Genetic Architecture of Complex Traits and Accuracy of Genomic Selection in Dairy Cattle
MetadataShow full item record
Genomic selection has emerged as an effective approach in dairy cattle breeding, in which the key is prediction of genetic merit using dense SNP genotypes, i.e., genomic prediction. To improve the accuracy of genomic prediction, we need better understanding of the genetic architecture of complex traits and more sophisticated statistical modeling. In this dissertation, I developed several computing tools and performed a series of studies to investigate the genetic architecture of complex traits in dairy cattle and to improve genomic prediction models.

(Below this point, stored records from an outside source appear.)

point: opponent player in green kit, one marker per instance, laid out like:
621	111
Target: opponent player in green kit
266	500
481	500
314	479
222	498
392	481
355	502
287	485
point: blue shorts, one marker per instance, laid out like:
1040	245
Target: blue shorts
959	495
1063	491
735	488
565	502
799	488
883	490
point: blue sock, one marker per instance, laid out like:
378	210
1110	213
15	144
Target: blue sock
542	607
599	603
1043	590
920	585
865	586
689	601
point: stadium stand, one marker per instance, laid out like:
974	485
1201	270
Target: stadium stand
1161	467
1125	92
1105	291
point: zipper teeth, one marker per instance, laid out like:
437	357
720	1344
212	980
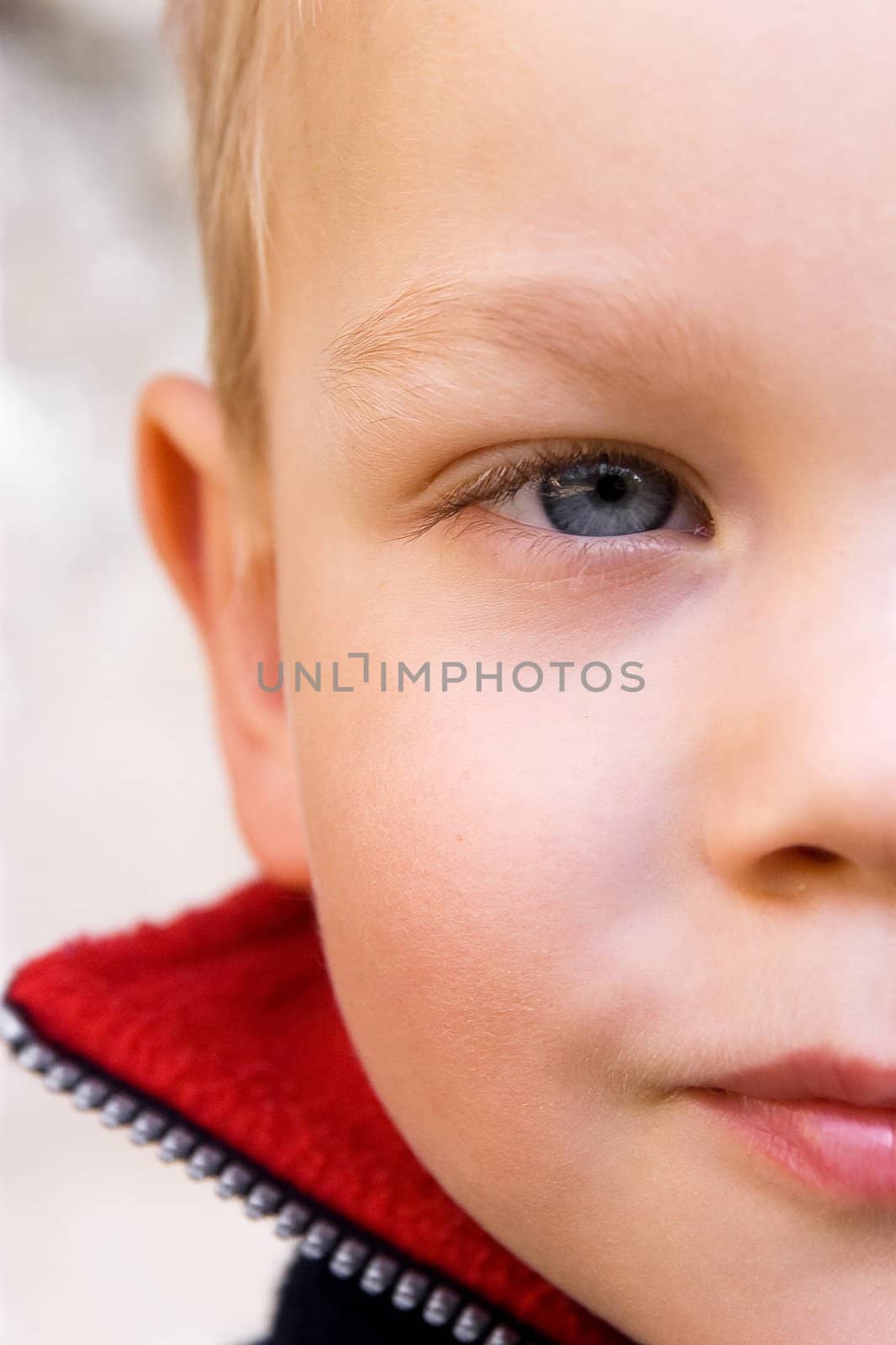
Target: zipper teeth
319	1234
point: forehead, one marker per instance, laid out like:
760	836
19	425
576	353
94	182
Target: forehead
720	141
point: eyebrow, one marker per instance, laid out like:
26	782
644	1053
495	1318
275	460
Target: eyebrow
620	331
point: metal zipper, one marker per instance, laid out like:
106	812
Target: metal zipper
319	1234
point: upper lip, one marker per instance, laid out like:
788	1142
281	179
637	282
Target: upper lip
815	1075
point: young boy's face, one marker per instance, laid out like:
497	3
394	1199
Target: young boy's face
553	916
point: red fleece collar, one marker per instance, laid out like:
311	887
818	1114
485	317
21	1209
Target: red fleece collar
226	1015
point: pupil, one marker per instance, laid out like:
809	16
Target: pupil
611	488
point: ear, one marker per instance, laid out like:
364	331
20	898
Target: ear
195	514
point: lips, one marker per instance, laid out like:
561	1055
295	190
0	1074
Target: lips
817	1073
829	1121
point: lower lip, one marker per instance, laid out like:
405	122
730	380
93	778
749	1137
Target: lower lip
842	1149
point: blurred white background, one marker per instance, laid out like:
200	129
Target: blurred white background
112	795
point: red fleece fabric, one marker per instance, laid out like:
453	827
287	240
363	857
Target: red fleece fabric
226	1015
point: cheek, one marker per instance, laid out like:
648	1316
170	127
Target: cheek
483	873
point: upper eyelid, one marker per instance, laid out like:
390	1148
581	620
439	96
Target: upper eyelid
530	468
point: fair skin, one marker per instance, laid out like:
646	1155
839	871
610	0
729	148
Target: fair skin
548	916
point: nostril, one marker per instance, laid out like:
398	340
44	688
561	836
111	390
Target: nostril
814	854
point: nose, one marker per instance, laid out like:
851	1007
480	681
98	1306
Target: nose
801	752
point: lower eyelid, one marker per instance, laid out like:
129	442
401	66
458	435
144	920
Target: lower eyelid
549	555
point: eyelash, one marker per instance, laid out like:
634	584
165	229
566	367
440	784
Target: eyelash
506	479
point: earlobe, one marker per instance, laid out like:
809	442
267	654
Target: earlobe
192	506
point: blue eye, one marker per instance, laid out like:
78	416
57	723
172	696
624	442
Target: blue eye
606	495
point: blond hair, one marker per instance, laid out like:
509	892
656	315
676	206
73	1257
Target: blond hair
226	54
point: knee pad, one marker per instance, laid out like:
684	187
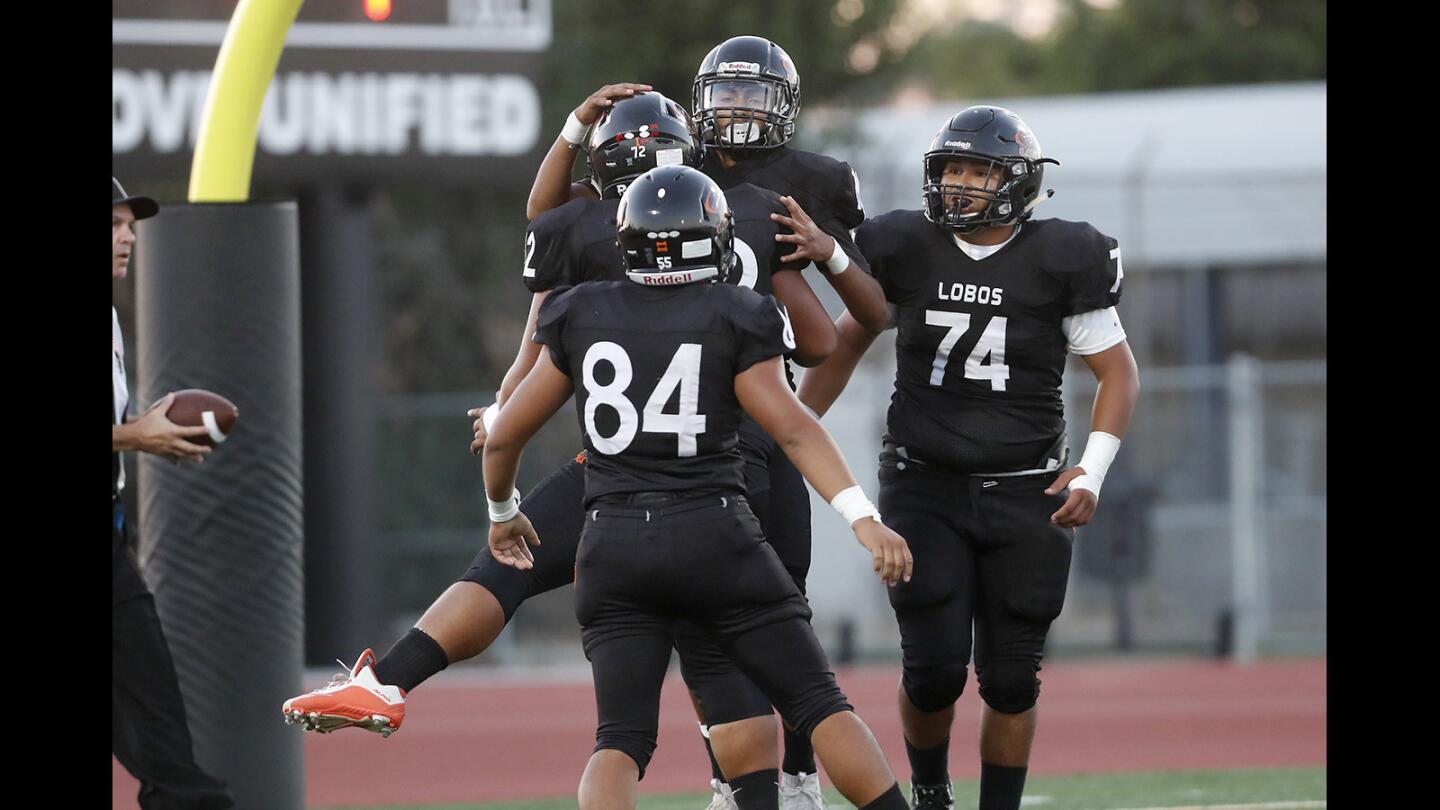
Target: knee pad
634	745
1008	686
935	688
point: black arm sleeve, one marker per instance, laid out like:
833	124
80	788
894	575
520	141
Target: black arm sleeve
550	326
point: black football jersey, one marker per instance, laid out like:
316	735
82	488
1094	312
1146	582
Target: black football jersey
981	349
576	242
825	188
654	378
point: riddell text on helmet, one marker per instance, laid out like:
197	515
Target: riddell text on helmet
668	278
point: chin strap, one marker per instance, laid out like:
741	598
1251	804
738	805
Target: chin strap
1036	202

First, we dissected additive, dominance, and imprinting effects for production, reproduction and health traits in dairy cattle. We found that non-additive effects contributed a non-negligible amount (more for reproduction traits) to the total genetic variance of complex traits in cattle. We also identified a dominant quantitative trait locus (QTL) for milk yield, revealing that detection of QTLs with non-additive effect is possible in genome-wide association studies (GWAS) using a large dataset. Second, we developed a powerful Bayesian method and a fast software tool (BFMAP) for SNP-set association and fine-mapping. We demonstrated that BFMAP achieves a power similar to or higher than existing software tools but is at least a few times faster for association tests. We also showed that BFMAP performs well for fine-mapping and can efficiently integrate fine-mapping with functional enrichment analysis. Third, we performed large-scale GWAS and fine-mapped 35 production, reproduction, and body conformation traits to single-gene resolution. We identified many novel association signals and many promising candidate genes. We also characterized causal effect enrichment patterns for a few functional annotations in dairy cattle genome and showed that our fine-mapping result can be readily used for future functional studies. Fourth, we developed an efficient Bayesian method and a fast computing tool (SSGP) for using functional annotations in genomic prediction. We demonstrated that the method and software have great potential to increase accuracy in genomic prediction and the capability to handle very large data. Collectively, these studies advance our understanding of the genetic architecture of complex traits in dairy cattle and provide fast computing tools for analyzing complex traits and improving genomic prediction.